Мишка же испытывал чувство просто божественной справедливости этих слов, потому что как иначе? Он живой, а Алка погибла.
II
Все устаканилось. Подталкивая друг друга в спину, пошли кружить четверги и вторники, ах, уже пятница, оглянуться не успели, опять по телевизору «Итоги», какие, к черту, итоги? Что, уже воскресенье? Елена вышла на работу, и «рубильник» отдала ей свой старый телефон, потому что поставила новый с разными прибамбасами.
Вечером, всунув штекер в розетку и услышав гудок, Елена почувствовала не радость, а тоску — звонить было некому. Мария Петровна жила в основном на даче, писала какую-то статью, легализованный Кулачев приезжал туда, играл с Алкой в настольный теннис, Елена не ездила туда принципиально, роман матери вызывал у нее сыпь. «Сестры-вермут» говорили, что она дура, а «рубильник» сказала круче — «бессовестная дура». Елена после этих слов решила отдать ей назад телефонный аппарат, выдернула, стала заворачивать, аппарат заворачиванию сопротивлялся и выглядел естественно только в виде узла в четыре угла. Узел совсем достал Елену, и ее резко вытошнило. Но и это прошло. Вторник — четверг, суббота — понедельник. Похолодало, задождило, засквозило. Приехала Алка, целый день трепалась по телефону, вечером вышла из ванной с чалмой на голове и задала вопрос:
— Слушай, мам, а этот Павел Веснин… Он — что?
Он — где?
— Он ничто, и он нигде, — ответила Елена. — Забудь это имя.
— То запомни, то забудь… Это ух точно — на всю жизнь в памяти.
— На всю жизнь — это красное словцо. Нет ничего на всю жизнь…
— А я? Разве я у тебя не на всю жизнь? — печально спросила Алка.

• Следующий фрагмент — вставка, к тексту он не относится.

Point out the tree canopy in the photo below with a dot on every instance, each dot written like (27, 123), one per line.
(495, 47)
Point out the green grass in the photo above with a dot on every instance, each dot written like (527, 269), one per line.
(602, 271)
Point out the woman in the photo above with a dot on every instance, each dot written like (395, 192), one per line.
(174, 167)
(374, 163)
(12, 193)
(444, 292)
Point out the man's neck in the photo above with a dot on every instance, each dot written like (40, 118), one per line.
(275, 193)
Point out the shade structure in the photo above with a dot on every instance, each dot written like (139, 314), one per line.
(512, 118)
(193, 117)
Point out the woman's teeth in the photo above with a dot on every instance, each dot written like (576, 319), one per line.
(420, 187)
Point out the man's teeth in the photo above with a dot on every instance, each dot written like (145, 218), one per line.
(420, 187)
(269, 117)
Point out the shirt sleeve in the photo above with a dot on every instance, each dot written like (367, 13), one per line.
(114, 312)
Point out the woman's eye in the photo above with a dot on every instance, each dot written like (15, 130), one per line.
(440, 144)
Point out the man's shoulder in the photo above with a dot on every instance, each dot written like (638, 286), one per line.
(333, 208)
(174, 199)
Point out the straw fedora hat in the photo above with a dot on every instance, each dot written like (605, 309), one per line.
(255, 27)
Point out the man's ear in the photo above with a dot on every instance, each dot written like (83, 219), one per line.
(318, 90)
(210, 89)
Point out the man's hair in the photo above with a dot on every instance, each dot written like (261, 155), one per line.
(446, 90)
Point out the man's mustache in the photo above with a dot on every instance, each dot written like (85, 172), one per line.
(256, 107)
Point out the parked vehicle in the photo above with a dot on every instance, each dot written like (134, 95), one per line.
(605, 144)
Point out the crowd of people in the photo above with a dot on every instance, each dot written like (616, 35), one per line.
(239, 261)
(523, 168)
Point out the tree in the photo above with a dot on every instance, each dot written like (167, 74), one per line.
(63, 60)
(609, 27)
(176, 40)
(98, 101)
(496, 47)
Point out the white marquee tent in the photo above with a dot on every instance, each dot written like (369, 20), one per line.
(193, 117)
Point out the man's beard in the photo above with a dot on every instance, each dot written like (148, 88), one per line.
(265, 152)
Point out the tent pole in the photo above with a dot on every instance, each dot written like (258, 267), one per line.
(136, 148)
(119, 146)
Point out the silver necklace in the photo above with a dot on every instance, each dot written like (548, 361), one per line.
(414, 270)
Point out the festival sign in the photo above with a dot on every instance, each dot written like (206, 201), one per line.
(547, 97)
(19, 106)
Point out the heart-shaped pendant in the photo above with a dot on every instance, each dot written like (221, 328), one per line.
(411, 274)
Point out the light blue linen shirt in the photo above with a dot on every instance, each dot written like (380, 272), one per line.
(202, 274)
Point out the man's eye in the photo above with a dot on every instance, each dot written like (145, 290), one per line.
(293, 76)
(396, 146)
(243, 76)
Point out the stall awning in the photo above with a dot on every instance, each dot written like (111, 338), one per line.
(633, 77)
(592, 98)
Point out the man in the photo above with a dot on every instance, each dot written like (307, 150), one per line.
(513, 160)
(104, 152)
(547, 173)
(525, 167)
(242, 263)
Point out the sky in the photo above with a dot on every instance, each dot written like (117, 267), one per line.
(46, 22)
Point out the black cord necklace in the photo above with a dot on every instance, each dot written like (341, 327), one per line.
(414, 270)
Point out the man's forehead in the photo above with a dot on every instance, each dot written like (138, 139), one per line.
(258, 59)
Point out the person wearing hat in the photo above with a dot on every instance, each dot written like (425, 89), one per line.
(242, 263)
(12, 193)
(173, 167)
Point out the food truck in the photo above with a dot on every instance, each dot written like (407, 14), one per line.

— О Господи! — закричала Елена. — О Господи! Это-то при чем? Зачем ты валишь в одну кучу?
— Я не валю, — ответила Алка. — Я с тобой соглашаюсь. Не про кучу… А про то, что ничего нет, что на всю жизнь. Ты любила папу, теперь ненавидишь, любила бабушку, теперь завидуешь, любила меня, теперь раздражаешься, что я есть и мешаю. — Елена уже снова готова была кричать и возмущаться, но Алка сказала:
— Дай я договорю. Меня любил Мишка, а потом сломал из-за меня палец и разлюбил. Палец у него теперь кривой и не сгибается. Я однажды целый день любила одного типа. Так любила, что хотела ему отдаться. Не дергайся, мама, я же не малолетка. Я так его хотела, что думала, сойду с ума.
Прошло… Мне жаль, что прошло… Это было приятно и страшно… И я думала — на всю жизнь… Стала пить пилюли…
— Что?! — поперхнулась Елена. — Ты что такое говоришь?
— Уже не пью, успокойся! — ответила Алка. — И никого не хочу. И не кричи, и не дергайся. И не будем меня обсуждать. А я постараюсь забыть то, что ты мне велела не забывать. Павла Веснина.
Елена понимала одно: она не знает, как вести себя с дочерью. Смущение, гнев, страх, растерянность — все плавно переходило друг в друга, а любовь к дочери — любит же она ее, черт возьми, она у нее одна! — как бы вышла из кома и стоит в стороне, жалкая русалочка, которой земля — эта грубая, колючая, плохо пахнущая твердь — нежные ножки саднит. «Ах ты Боже мой! — думала Елена. — Мне бы ее обнять, маленькую дуру, а я не могу».
Не могу потому, что она уже хочет мужчину. Это меня просто убивает, и все. Я не хочу видеть и знать, как в ней это зреет, набрякает и сочится, не хочу! Я не смела сказать это собственной матери, как-то сама себе прикусывала губу, а эта даже таблетки уже пила. В пятнадцать лет!
Хотя теперь все намного раньше и не так, но не до такой же степени, чтобы говорить об этом матери. Ну а кому тогда еще? Подружкам, которые скажут на это: «Хочешь — так дай. В чем проблема?»
Надо сказать что-то умное… Ладно, пусть не умное, думала Елена. Сказать то, что должна сказать мать и никто больше.